United States v. Gregory Seerden
Opinion
In January 2017 investigators with the Naval Criminal Investigation Service ("NCIS") obtained a military warrant to search the cell phone of Gregory Kyle Seerden ("Appellant") for evidence of sexual assault. During the search of Appellant's phone, the investigators found child pornography. On that basis, the investigators then obtained a federal warrant to search Appellant's phone a second time and again found child pornography. Appellant moved to suppress the evidence, arguing that the first search was unlawful because it violated the Military Rules of Evidence and that evidence obtained during the second search was fruit of the poisonous tree.
Although the district court agreed that evidence obtained during the military search was inadmissible because it violated the Military Rules of Evidence, it nonetheless found that the good faith exception allowed the government to admit evidence discovered via the second search.
On September 20, 2017, Appellant entered a conditional guilty plea to production of child pornography in violation of
I.
Appellant was a member of the United States Navy's Sea, Air, and Land Team. At all times relevant to this appeal, he was stationed in San Diego, California. But for one week in January 2017, Appellant attended a training at the Little Creek base in Virginia Beach, Virginia. During that week, Appellant was accused of sexual assault and suspected of possession of child pornography.
On his next to last night of training in Virginia, Appellant met a woman. The woman recalled that, during her night out with Appellant, the pair went to a few bars and had more than a few drinks. The woman came in and out of consciousness throughout the night, but she remembered returning to Appellant's room in the Navy Gateway Inns and Suites at Little Creek. At around 4:00 a.m., the woman woke up lying naked next to Appellant. She learned from Appellant that, at some point during the night, they had sex. She then left. While she was waiting for a cab at the gate of the base, she began to cry. A service member on guard duty (a "sentry") approached her, and she told him that Appellant sexually assaulted her. Appellant then attempted to call her. She didn't answer. Meanwhile, the sentry reported the allegations to NCIS.

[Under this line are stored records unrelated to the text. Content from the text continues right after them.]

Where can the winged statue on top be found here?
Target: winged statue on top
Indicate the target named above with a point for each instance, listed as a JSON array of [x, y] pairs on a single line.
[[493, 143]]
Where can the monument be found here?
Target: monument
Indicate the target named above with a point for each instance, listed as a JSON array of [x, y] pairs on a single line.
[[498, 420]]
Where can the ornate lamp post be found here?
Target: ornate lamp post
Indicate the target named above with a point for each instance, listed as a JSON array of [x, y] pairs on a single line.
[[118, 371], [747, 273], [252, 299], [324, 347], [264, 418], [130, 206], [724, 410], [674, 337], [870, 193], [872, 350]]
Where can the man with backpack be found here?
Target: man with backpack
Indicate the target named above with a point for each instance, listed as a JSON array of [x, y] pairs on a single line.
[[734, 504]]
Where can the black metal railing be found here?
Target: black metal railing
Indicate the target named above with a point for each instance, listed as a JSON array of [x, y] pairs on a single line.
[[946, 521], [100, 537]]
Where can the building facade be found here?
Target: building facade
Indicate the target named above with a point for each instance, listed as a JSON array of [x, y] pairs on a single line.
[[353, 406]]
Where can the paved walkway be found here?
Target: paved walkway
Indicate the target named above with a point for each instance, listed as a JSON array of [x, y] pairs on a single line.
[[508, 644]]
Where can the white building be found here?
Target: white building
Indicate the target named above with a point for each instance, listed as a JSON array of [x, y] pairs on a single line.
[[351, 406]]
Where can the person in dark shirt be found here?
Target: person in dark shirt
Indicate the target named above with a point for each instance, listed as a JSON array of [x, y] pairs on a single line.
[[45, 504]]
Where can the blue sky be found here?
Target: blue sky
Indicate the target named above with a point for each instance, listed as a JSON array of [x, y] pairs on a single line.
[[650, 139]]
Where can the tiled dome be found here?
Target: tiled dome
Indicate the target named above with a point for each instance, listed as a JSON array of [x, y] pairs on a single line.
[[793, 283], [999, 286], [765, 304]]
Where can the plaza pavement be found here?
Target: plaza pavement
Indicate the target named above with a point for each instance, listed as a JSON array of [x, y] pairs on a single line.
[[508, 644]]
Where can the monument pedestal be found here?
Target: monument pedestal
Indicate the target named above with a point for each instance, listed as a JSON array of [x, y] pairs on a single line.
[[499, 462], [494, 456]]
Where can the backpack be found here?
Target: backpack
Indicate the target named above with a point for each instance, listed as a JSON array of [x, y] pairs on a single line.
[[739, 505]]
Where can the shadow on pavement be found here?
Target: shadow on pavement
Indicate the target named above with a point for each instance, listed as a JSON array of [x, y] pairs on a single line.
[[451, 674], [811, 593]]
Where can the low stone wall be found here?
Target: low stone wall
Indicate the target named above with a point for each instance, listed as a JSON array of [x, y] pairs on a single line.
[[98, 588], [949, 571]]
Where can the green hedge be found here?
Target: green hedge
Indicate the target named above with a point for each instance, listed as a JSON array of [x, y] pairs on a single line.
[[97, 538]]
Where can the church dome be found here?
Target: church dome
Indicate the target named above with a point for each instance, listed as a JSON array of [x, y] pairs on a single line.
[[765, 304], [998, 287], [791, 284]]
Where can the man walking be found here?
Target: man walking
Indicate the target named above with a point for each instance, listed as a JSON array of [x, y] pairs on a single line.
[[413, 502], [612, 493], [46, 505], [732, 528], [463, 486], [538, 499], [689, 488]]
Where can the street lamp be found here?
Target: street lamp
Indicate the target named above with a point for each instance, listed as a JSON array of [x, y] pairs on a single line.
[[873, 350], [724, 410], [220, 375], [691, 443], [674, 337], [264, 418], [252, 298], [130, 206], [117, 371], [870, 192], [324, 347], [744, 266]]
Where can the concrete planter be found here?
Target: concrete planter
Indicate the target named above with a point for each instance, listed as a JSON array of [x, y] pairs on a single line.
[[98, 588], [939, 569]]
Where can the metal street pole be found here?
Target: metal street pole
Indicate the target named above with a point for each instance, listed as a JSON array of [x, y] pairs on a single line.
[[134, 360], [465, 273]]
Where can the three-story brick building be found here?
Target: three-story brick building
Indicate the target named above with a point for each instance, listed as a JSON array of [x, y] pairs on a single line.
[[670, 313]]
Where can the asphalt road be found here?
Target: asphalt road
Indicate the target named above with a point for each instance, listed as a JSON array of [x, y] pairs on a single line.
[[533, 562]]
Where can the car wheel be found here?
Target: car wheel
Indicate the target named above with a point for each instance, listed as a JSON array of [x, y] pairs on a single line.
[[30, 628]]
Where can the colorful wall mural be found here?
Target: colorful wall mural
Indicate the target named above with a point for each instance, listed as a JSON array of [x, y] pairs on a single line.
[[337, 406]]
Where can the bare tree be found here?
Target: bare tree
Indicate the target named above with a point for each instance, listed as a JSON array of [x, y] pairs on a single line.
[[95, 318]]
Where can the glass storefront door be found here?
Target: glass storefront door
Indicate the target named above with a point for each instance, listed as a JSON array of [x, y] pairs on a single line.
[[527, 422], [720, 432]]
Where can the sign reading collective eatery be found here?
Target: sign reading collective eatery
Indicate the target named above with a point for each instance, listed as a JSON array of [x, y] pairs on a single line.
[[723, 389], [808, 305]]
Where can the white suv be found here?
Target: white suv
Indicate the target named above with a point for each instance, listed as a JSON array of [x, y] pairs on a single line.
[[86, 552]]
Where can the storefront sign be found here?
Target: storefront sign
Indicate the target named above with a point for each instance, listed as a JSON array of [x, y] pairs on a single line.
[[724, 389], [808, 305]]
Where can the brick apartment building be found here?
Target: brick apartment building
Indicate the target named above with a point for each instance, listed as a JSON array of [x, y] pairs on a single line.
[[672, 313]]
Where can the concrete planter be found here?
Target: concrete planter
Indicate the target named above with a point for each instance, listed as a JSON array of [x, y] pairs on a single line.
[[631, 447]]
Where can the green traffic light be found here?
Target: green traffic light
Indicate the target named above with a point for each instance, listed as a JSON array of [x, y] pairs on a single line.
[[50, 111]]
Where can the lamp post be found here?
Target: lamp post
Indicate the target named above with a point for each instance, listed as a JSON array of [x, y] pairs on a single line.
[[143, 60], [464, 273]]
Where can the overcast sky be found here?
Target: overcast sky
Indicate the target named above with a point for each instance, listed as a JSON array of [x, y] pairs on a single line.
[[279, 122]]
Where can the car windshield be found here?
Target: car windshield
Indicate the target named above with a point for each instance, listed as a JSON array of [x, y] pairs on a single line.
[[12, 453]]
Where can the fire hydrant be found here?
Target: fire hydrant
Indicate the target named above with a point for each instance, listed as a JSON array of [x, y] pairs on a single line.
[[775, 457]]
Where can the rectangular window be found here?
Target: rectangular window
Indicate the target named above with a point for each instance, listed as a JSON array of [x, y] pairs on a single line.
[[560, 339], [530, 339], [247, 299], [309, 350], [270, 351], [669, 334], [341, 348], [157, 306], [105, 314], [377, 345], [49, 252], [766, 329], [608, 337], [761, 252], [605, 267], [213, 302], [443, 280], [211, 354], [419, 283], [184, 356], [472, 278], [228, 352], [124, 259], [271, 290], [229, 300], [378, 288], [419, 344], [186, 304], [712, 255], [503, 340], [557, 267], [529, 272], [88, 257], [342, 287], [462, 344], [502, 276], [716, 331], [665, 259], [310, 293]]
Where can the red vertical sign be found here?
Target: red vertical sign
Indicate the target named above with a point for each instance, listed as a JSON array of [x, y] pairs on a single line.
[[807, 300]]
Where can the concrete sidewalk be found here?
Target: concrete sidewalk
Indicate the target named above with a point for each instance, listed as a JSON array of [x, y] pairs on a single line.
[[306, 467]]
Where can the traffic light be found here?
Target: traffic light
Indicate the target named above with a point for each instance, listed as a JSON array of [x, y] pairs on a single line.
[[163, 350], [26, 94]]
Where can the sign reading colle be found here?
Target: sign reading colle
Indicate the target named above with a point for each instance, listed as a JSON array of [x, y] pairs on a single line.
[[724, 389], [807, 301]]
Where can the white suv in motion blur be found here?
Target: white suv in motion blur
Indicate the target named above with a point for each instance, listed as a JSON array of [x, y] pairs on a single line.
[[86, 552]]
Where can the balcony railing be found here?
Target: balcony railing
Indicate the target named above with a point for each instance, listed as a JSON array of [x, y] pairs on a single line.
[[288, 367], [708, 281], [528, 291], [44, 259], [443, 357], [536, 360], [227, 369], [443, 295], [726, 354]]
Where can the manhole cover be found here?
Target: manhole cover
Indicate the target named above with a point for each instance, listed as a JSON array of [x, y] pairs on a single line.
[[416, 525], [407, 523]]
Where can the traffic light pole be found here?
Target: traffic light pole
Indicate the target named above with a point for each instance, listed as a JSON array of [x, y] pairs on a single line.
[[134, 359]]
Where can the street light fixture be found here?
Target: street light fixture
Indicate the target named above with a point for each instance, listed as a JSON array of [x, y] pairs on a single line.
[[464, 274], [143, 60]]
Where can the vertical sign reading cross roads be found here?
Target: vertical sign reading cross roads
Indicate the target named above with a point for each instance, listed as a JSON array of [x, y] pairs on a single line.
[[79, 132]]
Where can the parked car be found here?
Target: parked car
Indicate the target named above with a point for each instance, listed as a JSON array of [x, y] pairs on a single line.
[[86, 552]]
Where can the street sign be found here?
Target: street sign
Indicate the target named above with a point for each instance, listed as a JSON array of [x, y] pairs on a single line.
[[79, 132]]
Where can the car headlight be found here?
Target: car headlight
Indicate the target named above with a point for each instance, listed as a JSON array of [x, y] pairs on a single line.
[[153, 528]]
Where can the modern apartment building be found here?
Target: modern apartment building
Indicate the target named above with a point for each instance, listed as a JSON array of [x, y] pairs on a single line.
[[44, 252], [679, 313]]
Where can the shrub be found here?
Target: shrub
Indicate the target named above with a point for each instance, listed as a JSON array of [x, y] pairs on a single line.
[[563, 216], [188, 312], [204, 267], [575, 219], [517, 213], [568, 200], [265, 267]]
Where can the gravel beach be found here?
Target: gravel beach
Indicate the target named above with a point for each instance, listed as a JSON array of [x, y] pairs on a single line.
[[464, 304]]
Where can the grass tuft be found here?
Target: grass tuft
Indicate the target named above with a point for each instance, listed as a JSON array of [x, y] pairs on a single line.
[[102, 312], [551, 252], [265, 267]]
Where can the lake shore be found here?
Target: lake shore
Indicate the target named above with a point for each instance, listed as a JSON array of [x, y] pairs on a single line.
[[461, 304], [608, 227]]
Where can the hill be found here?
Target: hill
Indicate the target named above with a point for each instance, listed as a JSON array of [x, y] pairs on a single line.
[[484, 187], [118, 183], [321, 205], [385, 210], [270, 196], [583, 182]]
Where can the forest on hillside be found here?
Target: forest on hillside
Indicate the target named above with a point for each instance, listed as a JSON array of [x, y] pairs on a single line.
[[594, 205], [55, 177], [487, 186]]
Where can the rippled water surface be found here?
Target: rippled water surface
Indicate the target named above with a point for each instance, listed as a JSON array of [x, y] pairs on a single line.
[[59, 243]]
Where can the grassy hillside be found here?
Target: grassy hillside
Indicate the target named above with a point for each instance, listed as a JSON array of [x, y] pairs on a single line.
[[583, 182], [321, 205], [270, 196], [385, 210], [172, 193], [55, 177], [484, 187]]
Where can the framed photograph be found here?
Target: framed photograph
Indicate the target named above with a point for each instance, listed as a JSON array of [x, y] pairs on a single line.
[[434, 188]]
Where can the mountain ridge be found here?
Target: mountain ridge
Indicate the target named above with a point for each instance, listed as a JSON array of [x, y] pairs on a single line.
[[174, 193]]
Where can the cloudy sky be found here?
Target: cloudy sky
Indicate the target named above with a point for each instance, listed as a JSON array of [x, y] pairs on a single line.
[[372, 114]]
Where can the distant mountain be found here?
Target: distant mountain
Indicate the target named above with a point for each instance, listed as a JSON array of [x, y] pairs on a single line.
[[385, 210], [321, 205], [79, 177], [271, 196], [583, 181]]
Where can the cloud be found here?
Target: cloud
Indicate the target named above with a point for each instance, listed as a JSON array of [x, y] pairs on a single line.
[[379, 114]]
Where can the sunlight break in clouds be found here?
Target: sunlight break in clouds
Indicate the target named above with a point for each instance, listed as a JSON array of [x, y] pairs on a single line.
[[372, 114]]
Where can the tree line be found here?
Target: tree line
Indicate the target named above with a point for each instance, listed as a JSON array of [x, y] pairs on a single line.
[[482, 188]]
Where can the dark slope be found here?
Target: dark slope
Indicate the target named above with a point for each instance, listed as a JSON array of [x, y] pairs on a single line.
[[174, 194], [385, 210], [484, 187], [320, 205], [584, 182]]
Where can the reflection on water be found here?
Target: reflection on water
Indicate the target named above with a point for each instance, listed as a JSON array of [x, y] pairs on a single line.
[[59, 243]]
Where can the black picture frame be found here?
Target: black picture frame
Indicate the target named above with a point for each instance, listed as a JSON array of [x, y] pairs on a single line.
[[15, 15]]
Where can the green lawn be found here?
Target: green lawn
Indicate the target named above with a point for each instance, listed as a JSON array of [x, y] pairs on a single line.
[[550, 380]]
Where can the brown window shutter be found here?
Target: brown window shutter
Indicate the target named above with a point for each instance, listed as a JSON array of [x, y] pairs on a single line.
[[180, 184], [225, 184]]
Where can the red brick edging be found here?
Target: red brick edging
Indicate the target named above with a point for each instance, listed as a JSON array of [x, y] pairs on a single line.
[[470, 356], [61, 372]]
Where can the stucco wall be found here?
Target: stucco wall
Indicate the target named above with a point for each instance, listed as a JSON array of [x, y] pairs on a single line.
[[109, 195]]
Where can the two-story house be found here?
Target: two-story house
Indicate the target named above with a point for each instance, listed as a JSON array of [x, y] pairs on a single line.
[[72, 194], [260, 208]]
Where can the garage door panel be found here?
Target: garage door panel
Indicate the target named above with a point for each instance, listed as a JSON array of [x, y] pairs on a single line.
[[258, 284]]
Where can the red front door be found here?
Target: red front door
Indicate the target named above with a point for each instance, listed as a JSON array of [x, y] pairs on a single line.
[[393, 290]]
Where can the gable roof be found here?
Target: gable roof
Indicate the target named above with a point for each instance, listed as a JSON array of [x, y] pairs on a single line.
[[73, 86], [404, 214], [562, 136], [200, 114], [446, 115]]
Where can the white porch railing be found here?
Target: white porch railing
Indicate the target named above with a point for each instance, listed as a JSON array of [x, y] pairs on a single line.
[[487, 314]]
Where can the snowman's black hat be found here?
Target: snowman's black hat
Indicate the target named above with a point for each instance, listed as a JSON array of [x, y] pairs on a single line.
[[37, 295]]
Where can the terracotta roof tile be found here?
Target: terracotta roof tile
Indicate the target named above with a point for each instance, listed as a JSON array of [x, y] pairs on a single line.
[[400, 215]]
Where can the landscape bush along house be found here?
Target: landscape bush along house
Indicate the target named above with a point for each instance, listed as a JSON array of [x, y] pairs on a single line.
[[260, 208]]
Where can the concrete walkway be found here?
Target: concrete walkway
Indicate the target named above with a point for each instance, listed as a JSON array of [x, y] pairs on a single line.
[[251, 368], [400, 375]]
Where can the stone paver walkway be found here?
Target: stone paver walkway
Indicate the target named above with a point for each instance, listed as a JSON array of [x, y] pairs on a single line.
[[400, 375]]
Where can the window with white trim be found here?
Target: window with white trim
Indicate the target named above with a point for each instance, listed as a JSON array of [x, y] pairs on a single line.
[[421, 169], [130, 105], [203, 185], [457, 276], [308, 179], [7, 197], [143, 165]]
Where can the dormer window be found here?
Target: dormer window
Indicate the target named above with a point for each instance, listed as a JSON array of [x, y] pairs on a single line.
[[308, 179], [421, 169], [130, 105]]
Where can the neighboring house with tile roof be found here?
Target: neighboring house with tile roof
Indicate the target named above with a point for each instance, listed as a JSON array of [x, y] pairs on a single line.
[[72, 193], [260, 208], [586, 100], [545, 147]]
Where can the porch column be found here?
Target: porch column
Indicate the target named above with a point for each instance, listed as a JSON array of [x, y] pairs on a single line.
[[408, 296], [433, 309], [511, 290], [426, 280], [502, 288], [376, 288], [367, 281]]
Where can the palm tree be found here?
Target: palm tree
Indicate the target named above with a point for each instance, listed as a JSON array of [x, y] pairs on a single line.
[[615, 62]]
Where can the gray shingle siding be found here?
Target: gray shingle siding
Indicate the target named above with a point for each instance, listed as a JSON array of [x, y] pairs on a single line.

Later that day, NCIS began investigating the allegations. In doing so, NCIS orchestrated a "controlled text message conversation" between the woman and Appellant. NCIS agents had the woman text Appellant and inquire about the night in question. During that conversation, Appellant admitted that the pair had sex and that the woman was not sober. With that, NCIS agents began coordinating with Appellant's commanding officer in San Diego as well as the commanding officer of the Little Creek base to obtain authorizations to search Appellant's cell phone and hotel room. NCIS also consulted the Judge Advocate General's ("JAG") authorities at both bases. NCIS and JAG officers decided that the Little Creek commanding officer should authorize the search of Appellant's hotel room while Appellant's commanding officer in San Diego should authorize the search of his phone. The officers reasoned that, while the Little Creek commanding officer had control over the base, Appellant's commanding officer in San Diego had control over Appellant. In line with that plan, Appellant's commanding officer in San Diego signed a Command Authorization for Search and Seizure ("CASS") sanctioning the search of Appellant's phone.
The CASS sought to collect messages, photographs, videos, and any other information related to the investigation from Appellant's phone. In its statement of probable cause, the affidavit supporting the CASS connected Appellant's phone to the alleged criminal activity by noting that Appellant attempted to call his accuser after dropping her off at the gate. It also noted that NCIS agents orchestrated a pretext communication between Appellant and the woman accusing him of sexual assault.
A week later, a digital forensics examiner executed the search of Appellant's phone. In doing so, the forensics examiner viewed thumbnail-size icons of photographs on Appellant's phone. The examiner, who was trained in and had experience with child exploitation investigations, believed some of those photographs were images of child pornography.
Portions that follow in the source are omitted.